Langkah sukses DC United turut diikuti oleh Real Salt Lake City. Klub asal kota tempat bermarkasnya klub NBA Utah Jazz ini memiliki akademi yang tidak sekadar menekankan kemenangan, tapi membentuk karakter dan skill pemain. Klub-klub lainnya yaitu Vancouver Whitecaps, FC Dallas, Colorado Rapids, New York Red Bulls, dan Chicago Fire juga menekankan pentingnya akademi pembinaan pemain muda.

Sistem pembinaan home-grown yang kuat dan rapi tersebut menjadi basis akan kuatnya sepakbola Amerika Serikat, yang juga sempat menduduki posisi ke 4 pada ranking FIFA edisi April 2008. Kehadiran mantan pemain top dari Eropa macam David Beckham, Thierry Henry, Rafael Marquez, hingga kini Alessandro Nesta turut meningkatkan penerimaan klub dari sisi jumlah penonton.


Anak bangsa di dunia Soccer

Hal menarik dari MLS bagi kita bangsa Indonesia mengerucut pada sosok Erick Thohir.
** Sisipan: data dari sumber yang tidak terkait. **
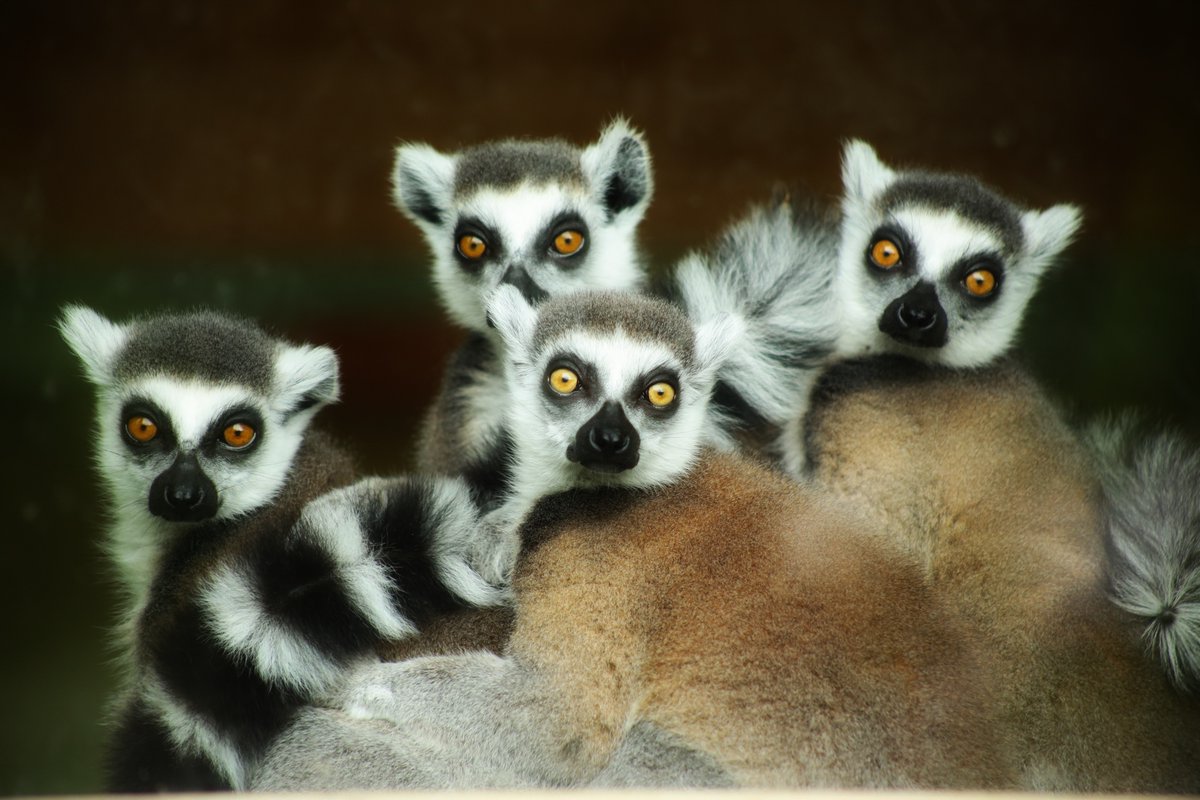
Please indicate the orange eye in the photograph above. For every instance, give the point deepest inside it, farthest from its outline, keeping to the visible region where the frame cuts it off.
(981, 283)
(660, 395)
(568, 242)
(142, 428)
(238, 435)
(472, 247)
(563, 380)
(885, 253)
Pengusaha yang menggemari olahraga ini dikenal sebagai pemilik klub bola basket Satria Muda Britama dan Indonesian Warriors. Erick pada awal bulan juli 2012 ini membeli saham mayoritas klub DC United setelah sebelumnya membeli sebagian saham klub NBA, Philadelphia 76ers. Gebrakan pengusaha muda ini sekilas memberi angin segar bagi dunia olahraga Indonesia karena salah seorang putranya akan dapat memperkenalkan bangsa ini, khususnya dunia olahraganya lebih luas lagi ke seluruh dunia.
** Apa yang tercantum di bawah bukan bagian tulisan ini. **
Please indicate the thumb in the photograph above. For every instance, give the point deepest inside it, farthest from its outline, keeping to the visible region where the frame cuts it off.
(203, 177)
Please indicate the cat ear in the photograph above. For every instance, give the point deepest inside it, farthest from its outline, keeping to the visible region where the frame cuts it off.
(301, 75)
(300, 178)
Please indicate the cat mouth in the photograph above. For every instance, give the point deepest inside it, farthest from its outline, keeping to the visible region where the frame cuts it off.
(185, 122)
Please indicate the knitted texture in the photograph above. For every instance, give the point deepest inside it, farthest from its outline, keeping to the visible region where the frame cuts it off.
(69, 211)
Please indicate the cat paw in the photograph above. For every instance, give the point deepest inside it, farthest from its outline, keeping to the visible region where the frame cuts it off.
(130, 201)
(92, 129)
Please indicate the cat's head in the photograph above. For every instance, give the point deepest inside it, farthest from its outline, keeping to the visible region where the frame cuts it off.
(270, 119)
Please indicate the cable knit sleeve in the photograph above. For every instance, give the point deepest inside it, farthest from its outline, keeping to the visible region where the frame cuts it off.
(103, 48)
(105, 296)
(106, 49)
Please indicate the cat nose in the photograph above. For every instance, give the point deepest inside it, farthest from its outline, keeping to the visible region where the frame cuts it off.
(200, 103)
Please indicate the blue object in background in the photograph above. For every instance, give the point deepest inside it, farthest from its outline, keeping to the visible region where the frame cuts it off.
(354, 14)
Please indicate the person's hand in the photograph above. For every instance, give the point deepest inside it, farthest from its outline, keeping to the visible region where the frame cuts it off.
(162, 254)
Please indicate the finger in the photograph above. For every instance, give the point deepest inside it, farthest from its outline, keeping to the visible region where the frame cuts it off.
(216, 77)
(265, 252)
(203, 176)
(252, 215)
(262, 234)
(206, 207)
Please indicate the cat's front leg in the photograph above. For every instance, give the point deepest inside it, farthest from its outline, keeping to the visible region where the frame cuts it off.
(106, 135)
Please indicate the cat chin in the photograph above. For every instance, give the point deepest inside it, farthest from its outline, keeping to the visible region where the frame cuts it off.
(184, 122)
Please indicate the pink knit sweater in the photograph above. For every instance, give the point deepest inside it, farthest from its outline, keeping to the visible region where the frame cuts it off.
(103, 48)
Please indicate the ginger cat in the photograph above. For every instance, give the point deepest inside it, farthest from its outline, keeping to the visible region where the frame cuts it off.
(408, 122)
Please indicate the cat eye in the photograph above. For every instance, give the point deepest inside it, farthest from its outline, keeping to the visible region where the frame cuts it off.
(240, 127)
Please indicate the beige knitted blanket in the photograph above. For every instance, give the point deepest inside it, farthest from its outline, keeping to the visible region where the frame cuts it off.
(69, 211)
Kehadirannya juga diharapkan dapat menampung salah seorang pesepakbola muda Indonesia, Dipo Alam, yang sedang berkarir sepakbola di Amerika Serikat di kompetisi Premier Development League (PDL). PDL inilah kompetisi yang kemudian menjadi penyalur pemain-pemain di MLS. Melalui PDL ini telah tersalur dua nama yang cukup familiar di kompetisi Eropa, yaitu Jonathan Spector yang malang melintang di Liga Inggris, Vedad Ibisevic, striker asal Bosnia yang sempat berjaya di klub Jerman, Hoffenheim, dan Brian Ching, yang sempat wara-wiri di tim nasional Amerika Serikat.

Namun keputusan ini mendapat kritik dari ahli pengembangan pesepakbola muda, Tom Byer. Dalam salah satu tweetnya, Byer mengemukakan bahwa hanya dari sepersepuluh investasi Erick ke DC United dan 76ers, dia bisa membantu sistem pembinaan pesepakbola Indonesia. Byer bahkan menjamin bahwa dengan kucuran dana tersebut Indonesia dapat menjadi peserta Piala Dunia U-17.

Walaupun demikian, Byer memahami bahwa investasi pada pembinaan usia muda sepakbola tidaklah menarik dari sisi komersial, dan hasil yang akan didapatkannya juga tidak akan instan. Well, business is business.